We investigate the impact of model size on the proof size, proof generation time and proof verification time. As illustrated in Fig. [2](https://arxiv.org/html/2503.15550v3#S5.F2 "Figure 2 ‣ V-B Results Analysis ‣ V Experimental Investigation ‣ Zero-Knowledge Federated Learning: A New Trustworthy and Privacy-Preserving Distributed Learning Paradigm"), the sizes of the proving and verification keys increase linearly with the model size. This is because these keys encapsulate the circuit constraints required for the proof problem, and the size of these constraints grows proportionally with the model size. Notably, the proof size remains constant at 128 bytes, a characteristic feature of Groth16. In Fig. [2](https://arxiv.org/html/2503.15550v3#S5.F2 "Figure 2 ‣ V-B Results Analysis ‣ V Experimental Investigation ‣ Zero-Knowledge Federated Learning: A New Trustworthy and Privacy-Preserving Distributed Learning Paradigm"), it is evident that the verification time remains constant across varying model sizes, owing to the inherent verification efficiency of Groth16. In contrast, the proof generation time increases significantly with larger model sizes. However, for moderate model sizes, this increase remains within a practical and acceptable range.

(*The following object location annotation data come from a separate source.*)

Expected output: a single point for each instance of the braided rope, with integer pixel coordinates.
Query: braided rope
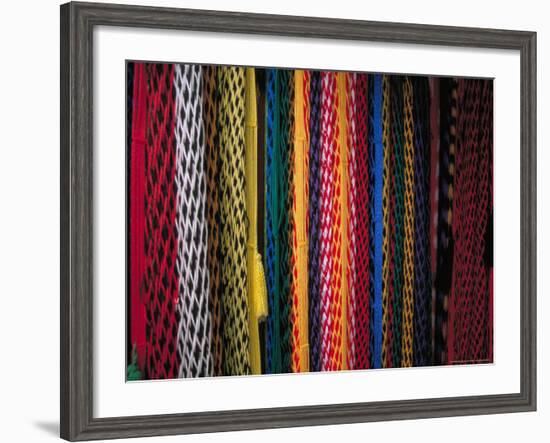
(210, 109)
(193, 349)
(471, 209)
(376, 178)
(314, 185)
(272, 245)
(137, 135)
(286, 120)
(448, 114)
(328, 159)
(160, 282)
(434, 197)
(299, 236)
(397, 108)
(388, 228)
(234, 304)
(359, 218)
(422, 266)
(408, 263)
(339, 230)
(256, 287)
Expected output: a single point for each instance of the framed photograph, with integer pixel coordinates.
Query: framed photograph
(273, 221)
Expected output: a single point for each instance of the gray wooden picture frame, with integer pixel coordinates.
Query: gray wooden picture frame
(77, 23)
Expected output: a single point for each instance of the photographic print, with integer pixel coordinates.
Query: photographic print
(289, 220)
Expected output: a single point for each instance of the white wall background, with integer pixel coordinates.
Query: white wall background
(29, 220)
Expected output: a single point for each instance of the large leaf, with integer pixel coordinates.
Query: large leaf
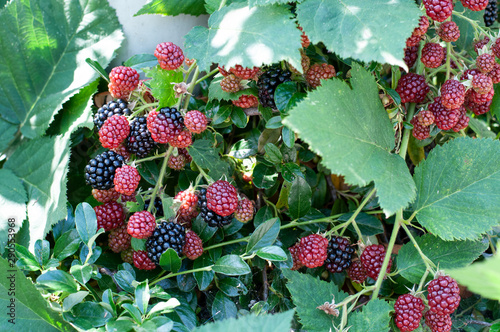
(446, 254)
(32, 312)
(308, 293)
(238, 34)
(249, 323)
(173, 7)
(458, 196)
(359, 29)
(42, 165)
(355, 137)
(42, 49)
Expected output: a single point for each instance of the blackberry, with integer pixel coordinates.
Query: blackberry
(339, 254)
(268, 82)
(118, 107)
(166, 235)
(209, 216)
(100, 171)
(139, 141)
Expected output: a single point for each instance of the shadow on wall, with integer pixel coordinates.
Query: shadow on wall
(144, 32)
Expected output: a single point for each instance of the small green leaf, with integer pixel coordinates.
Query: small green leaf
(231, 265)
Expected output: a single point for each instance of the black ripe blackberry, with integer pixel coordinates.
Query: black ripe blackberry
(139, 141)
(158, 207)
(490, 13)
(118, 106)
(268, 82)
(166, 235)
(339, 254)
(209, 216)
(100, 171)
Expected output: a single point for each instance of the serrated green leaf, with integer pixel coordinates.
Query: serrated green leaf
(366, 25)
(445, 254)
(32, 312)
(173, 7)
(238, 34)
(42, 165)
(375, 316)
(482, 278)
(308, 293)
(458, 195)
(355, 137)
(44, 43)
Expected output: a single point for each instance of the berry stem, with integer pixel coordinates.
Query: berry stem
(160, 177)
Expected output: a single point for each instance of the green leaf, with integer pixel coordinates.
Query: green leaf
(461, 202)
(264, 235)
(161, 84)
(299, 199)
(32, 312)
(170, 261)
(173, 7)
(281, 322)
(365, 24)
(482, 278)
(355, 137)
(238, 34)
(13, 199)
(375, 316)
(231, 265)
(272, 253)
(42, 165)
(308, 293)
(86, 221)
(45, 43)
(58, 280)
(445, 254)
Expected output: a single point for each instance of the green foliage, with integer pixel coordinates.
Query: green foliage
(455, 197)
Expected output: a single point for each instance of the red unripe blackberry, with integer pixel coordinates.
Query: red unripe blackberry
(294, 251)
(246, 101)
(419, 131)
(141, 225)
(452, 94)
(244, 72)
(432, 55)
(230, 83)
(244, 211)
(438, 10)
(176, 162)
(193, 248)
(142, 261)
(318, 72)
(443, 295)
(475, 5)
(412, 88)
(195, 121)
(408, 312)
(126, 180)
(449, 31)
(444, 118)
(169, 55)
(222, 198)
(372, 259)
(105, 196)
(438, 323)
(425, 118)
(356, 272)
(114, 131)
(122, 81)
(109, 215)
(119, 239)
(338, 254)
(313, 250)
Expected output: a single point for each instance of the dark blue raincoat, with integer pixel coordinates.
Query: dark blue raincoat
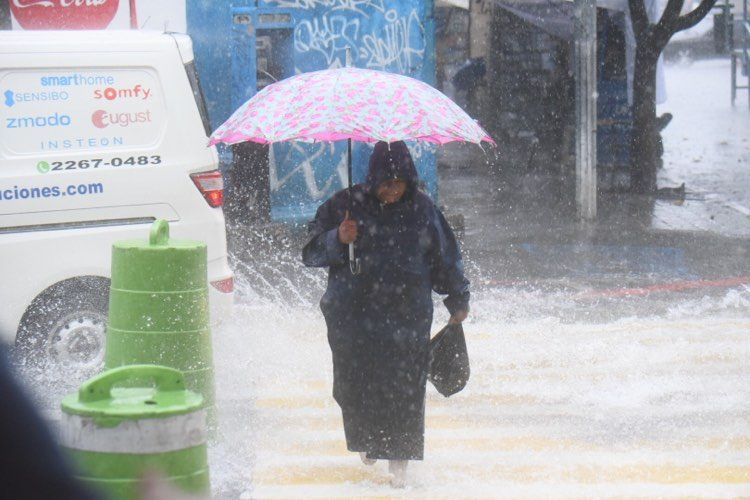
(379, 320)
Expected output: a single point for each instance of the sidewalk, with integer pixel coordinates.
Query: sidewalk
(526, 226)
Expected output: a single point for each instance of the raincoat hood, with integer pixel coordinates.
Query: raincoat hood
(392, 162)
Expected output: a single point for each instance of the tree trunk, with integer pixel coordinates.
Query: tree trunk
(644, 151)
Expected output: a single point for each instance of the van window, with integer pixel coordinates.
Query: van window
(200, 101)
(54, 110)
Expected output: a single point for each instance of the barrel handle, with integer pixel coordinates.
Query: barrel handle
(100, 387)
(159, 233)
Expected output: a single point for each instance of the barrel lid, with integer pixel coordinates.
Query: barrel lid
(111, 405)
(159, 240)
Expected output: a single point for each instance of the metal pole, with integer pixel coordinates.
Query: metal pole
(354, 263)
(585, 72)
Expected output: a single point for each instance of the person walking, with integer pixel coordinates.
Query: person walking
(379, 319)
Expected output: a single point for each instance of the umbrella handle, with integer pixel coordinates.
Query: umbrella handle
(354, 264)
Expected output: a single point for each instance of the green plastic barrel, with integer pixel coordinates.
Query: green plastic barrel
(158, 308)
(115, 434)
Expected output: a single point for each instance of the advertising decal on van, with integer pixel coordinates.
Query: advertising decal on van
(49, 110)
(25, 193)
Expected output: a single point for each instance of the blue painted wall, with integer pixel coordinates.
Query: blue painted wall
(285, 37)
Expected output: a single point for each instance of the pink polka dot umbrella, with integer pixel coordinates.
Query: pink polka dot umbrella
(349, 103)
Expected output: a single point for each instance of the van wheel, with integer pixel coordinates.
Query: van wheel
(65, 325)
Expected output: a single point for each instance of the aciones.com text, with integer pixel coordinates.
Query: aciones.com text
(26, 193)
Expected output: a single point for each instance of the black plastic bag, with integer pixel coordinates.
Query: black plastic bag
(449, 360)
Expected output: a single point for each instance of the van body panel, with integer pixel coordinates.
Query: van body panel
(100, 133)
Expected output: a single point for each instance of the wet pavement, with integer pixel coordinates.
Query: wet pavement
(608, 360)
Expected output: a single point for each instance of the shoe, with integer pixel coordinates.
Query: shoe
(398, 469)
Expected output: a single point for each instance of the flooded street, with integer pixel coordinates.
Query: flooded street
(652, 405)
(616, 365)
(607, 361)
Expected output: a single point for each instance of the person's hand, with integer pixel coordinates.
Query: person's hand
(458, 317)
(347, 230)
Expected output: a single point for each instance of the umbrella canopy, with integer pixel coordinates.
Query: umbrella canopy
(349, 103)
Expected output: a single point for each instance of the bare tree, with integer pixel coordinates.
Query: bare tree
(650, 42)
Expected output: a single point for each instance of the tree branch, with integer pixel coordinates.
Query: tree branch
(639, 18)
(670, 14)
(692, 18)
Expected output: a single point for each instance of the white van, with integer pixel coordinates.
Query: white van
(102, 133)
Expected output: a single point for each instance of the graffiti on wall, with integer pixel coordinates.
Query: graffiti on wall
(388, 36)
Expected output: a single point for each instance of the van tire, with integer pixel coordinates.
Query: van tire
(65, 325)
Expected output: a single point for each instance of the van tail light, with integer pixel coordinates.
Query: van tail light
(224, 286)
(211, 186)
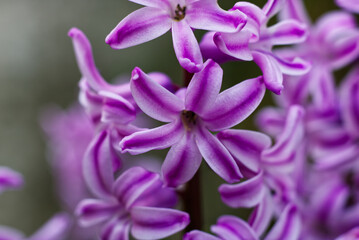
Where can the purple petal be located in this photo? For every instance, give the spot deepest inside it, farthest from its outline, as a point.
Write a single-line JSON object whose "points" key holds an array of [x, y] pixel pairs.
{"points": [[287, 32], [245, 146], [287, 143], [207, 15], [116, 109], [198, 235], [204, 88], [93, 211], [235, 104], [235, 45], [7, 233], [155, 223], [157, 138], [230, 227], [9, 179], [138, 27], [55, 229], [272, 75], [182, 161], [97, 165], [217, 156], [287, 226], [133, 183], [186, 46], [153, 99], [244, 194]]}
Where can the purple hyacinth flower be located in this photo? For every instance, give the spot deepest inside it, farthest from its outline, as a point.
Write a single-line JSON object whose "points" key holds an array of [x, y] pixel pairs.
{"points": [[350, 5], [202, 109], [136, 202], [9, 179], [55, 229], [255, 42], [159, 16], [228, 227]]}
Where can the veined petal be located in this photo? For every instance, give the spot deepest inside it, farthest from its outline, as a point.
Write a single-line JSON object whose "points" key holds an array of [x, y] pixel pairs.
{"points": [[97, 166], [234, 44], [157, 138], [55, 229], [199, 235], [7, 233], [208, 15], [272, 75], [9, 179], [287, 143], [288, 225], [231, 227], [245, 146], [138, 27], [186, 46], [182, 161], [153, 99], [94, 211], [204, 88], [217, 156], [116, 109], [235, 104], [287, 32], [244, 194], [133, 183], [156, 223]]}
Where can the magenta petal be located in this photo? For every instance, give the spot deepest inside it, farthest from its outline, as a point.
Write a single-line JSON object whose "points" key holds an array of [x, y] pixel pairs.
{"points": [[97, 166], [198, 235], [272, 74], [94, 211], [217, 156], [287, 226], [153, 99], [155, 223], [140, 26], [245, 146], [54, 229], [204, 88], [244, 194], [230, 227], [132, 184], [157, 138], [116, 109], [287, 32], [9, 179], [182, 161], [235, 104], [186, 46], [207, 15]]}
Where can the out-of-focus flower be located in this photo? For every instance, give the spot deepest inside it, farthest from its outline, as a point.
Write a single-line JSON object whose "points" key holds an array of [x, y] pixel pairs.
{"points": [[159, 16], [192, 115]]}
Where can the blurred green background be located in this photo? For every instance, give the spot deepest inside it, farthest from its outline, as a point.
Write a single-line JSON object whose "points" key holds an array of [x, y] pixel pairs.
{"points": [[38, 68]]}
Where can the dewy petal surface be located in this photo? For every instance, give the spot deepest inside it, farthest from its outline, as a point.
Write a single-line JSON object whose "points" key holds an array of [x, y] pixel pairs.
{"points": [[204, 88], [186, 46], [217, 156], [182, 161], [207, 15], [156, 223], [157, 138], [138, 27], [235, 104], [153, 99]]}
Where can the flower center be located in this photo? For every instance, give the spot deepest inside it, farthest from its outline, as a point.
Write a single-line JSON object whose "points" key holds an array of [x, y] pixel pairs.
{"points": [[180, 12], [189, 119]]}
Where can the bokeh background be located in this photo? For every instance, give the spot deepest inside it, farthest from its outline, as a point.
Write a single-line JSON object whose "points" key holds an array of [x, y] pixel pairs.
{"points": [[38, 69]]}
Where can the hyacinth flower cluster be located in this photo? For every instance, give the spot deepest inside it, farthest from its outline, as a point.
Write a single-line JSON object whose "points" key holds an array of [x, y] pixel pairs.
{"points": [[298, 176]]}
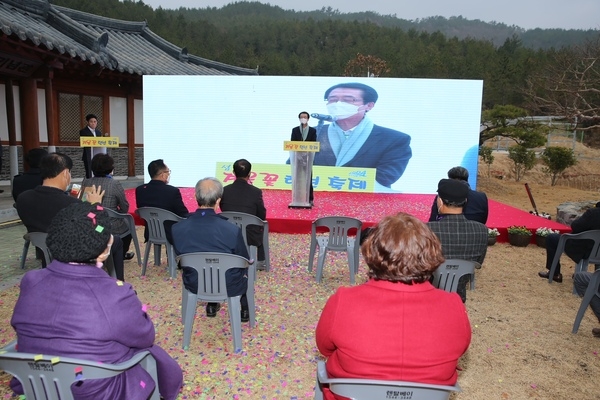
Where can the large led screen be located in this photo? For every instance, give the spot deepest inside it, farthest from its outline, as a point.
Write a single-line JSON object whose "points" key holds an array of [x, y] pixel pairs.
{"points": [[397, 135]]}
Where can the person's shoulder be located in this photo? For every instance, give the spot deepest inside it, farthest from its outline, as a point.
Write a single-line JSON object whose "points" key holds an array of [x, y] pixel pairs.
{"points": [[378, 129]]}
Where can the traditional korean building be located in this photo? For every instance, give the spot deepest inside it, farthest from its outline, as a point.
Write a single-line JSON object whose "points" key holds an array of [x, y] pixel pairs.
{"points": [[58, 65]]}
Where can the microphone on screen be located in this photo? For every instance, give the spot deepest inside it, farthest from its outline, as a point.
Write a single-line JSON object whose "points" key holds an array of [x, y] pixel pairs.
{"points": [[322, 117]]}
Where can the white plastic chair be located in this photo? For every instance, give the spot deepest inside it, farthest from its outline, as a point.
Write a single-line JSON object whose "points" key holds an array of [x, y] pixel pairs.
{"points": [[155, 219], [39, 240], [47, 377], [336, 240], [372, 389], [447, 275], [592, 290], [242, 220], [212, 288], [130, 222], [582, 265]]}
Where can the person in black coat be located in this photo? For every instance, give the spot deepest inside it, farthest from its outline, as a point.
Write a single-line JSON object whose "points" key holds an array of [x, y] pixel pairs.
{"points": [[90, 130], [305, 133], [353, 140], [32, 178], [476, 208], [158, 193], [241, 196], [575, 249]]}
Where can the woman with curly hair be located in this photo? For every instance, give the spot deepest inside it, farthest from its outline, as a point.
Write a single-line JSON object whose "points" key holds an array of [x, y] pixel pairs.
{"points": [[396, 326]]}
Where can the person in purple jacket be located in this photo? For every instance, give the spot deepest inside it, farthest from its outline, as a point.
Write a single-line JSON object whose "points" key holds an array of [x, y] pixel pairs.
{"points": [[73, 308]]}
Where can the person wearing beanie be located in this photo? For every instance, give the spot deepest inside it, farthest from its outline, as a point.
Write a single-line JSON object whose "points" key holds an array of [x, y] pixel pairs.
{"points": [[90, 152], [73, 308], [32, 177], [103, 167], [37, 207], [461, 238], [575, 249], [476, 208]]}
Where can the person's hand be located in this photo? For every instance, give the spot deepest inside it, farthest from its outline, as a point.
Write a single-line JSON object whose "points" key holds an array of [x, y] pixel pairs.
{"points": [[95, 195]]}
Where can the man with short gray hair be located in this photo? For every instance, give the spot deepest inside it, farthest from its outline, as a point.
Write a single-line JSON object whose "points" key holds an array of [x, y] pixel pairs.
{"points": [[205, 230]]}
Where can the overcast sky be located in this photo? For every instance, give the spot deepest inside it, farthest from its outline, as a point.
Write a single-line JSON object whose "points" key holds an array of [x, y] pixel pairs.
{"points": [[528, 14]]}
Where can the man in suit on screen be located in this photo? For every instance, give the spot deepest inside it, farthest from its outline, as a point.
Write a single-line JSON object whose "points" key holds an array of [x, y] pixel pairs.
{"points": [[305, 133], [353, 140]]}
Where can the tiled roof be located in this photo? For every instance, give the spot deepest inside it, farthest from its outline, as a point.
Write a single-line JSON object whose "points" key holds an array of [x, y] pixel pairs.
{"points": [[127, 47]]}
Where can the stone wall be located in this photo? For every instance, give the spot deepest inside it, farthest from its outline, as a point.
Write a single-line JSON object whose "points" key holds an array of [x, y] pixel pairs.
{"points": [[569, 211], [118, 154]]}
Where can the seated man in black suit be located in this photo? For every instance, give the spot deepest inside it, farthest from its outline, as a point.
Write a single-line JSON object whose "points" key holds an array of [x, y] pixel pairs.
{"points": [[476, 208], [305, 133], [353, 140], [158, 193], [37, 207], [460, 238], [241, 196], [32, 177], [205, 230]]}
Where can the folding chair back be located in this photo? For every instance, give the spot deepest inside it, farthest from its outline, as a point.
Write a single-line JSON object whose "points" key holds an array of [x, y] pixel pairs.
{"points": [[336, 240], [446, 276], [45, 377], [130, 223], [212, 288], [593, 235], [155, 222]]}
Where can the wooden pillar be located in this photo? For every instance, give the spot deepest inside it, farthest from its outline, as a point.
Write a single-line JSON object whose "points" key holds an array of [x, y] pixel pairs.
{"points": [[130, 136], [12, 128], [30, 130], [50, 107]]}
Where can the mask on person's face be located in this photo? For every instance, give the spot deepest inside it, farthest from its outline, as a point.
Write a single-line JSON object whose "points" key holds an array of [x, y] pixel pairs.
{"points": [[341, 110]]}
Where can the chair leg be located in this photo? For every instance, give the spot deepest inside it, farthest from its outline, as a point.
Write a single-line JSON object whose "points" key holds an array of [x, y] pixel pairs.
{"points": [[157, 254], [321, 262], [190, 315], [559, 250], [235, 319], [311, 253], [266, 249], [351, 265], [146, 257], [24, 253], [582, 265]]}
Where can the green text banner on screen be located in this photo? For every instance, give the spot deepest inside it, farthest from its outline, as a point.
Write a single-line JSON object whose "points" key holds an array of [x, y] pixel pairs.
{"points": [[195, 122]]}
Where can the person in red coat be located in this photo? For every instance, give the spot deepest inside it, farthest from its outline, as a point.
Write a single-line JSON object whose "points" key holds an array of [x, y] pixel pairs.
{"points": [[396, 326]]}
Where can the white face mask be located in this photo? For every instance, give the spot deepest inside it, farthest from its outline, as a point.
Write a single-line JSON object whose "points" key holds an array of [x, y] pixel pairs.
{"points": [[341, 110]]}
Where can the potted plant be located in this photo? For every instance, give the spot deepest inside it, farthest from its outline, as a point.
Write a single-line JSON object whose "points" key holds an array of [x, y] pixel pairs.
{"points": [[519, 235], [492, 236], [541, 234]]}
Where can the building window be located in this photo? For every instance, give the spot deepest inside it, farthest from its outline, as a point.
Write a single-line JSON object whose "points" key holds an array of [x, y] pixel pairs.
{"points": [[72, 109]]}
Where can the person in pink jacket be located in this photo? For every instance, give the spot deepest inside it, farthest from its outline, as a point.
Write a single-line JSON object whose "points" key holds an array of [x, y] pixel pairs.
{"points": [[396, 326], [73, 308]]}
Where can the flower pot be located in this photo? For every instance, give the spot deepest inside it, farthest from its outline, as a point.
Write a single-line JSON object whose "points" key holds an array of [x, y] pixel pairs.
{"points": [[519, 240], [540, 241]]}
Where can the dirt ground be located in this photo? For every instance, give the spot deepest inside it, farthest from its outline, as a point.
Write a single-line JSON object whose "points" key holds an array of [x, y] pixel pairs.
{"points": [[578, 183]]}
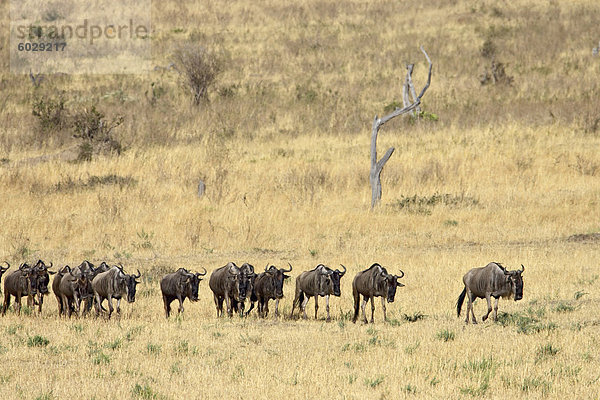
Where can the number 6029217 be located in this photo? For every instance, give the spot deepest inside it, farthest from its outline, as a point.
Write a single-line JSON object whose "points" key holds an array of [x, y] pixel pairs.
{"points": [[34, 46]]}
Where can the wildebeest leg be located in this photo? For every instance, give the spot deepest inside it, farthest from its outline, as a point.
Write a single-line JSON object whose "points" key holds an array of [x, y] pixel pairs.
{"points": [[362, 306], [250, 309], [496, 309], [180, 304], [471, 307], [17, 306], [65, 301], [372, 309], [6, 302], [60, 308], [110, 307], [303, 305], [276, 307], [167, 304], [489, 301], [98, 304], [228, 304]]}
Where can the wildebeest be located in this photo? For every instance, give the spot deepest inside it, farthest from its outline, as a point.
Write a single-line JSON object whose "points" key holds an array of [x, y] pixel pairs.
{"points": [[269, 285], [18, 284], [40, 278], [56, 287], [321, 281], [114, 284], [180, 285], [72, 289], [228, 283], [3, 270], [88, 269], [374, 282], [493, 280], [247, 281], [27, 281]]}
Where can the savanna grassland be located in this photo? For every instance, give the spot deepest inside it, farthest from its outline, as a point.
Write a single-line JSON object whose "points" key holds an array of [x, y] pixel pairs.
{"points": [[506, 171]]}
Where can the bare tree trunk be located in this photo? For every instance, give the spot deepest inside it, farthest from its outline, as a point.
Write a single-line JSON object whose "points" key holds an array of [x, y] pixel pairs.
{"points": [[377, 166]]}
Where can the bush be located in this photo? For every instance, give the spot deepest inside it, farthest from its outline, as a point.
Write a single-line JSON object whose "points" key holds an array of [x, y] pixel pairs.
{"points": [[200, 67], [96, 131], [51, 113]]}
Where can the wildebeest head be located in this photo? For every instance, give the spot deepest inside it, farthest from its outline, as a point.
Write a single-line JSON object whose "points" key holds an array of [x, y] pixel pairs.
{"points": [[246, 280], [3, 270], [278, 276], [392, 282], [516, 282], [130, 282], [330, 280], [235, 278], [191, 284], [42, 276]]}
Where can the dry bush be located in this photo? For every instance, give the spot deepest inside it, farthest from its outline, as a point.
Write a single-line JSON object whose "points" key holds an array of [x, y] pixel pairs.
{"points": [[96, 131], [200, 68]]}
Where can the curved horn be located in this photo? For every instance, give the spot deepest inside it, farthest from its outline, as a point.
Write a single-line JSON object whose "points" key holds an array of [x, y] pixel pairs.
{"points": [[233, 269], [287, 270]]}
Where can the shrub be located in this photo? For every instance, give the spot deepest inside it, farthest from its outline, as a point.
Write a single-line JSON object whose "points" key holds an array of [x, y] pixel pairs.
{"points": [[446, 335], [96, 130], [37, 341], [200, 68], [50, 112]]}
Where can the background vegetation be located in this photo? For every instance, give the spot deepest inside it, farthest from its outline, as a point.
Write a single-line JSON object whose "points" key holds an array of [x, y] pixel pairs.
{"points": [[504, 168]]}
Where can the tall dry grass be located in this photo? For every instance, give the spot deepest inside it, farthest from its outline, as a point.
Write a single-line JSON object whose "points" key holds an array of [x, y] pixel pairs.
{"points": [[507, 173]]}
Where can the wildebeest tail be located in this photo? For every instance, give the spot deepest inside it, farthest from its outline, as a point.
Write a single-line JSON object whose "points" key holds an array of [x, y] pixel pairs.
{"points": [[461, 300], [356, 303]]}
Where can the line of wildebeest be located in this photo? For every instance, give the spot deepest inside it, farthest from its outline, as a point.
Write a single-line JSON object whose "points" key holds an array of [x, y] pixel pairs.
{"points": [[233, 285]]}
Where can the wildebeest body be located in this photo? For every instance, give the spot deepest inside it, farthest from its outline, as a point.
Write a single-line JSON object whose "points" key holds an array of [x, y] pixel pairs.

![Image 2: Refer to caption](https://arxiv.org/html/2503.15550v3/x2.png)

![Image 3: Refer to caption](https://arxiv.org/html/2503.15550v3/x3.png)

![Image 4: Refer to caption](https://arxiv.org/html/2503.15550v3/x4.png)

![Image 5: Refer to caption](https://arxiv.org/html/2503.15550v3/x5.png)

Figure 2: Experimental results of Veri-CS-FL: (a) Proof size with respect to model size; (b) Verification time and proof generation time with respect to model size; (c) Global model accuracy when aggregating local models from different numbers of clients; (d) Global model accuracy when using performance-based client selection (Veri-CS-FL) and random client selection (Rand-CS-FL). 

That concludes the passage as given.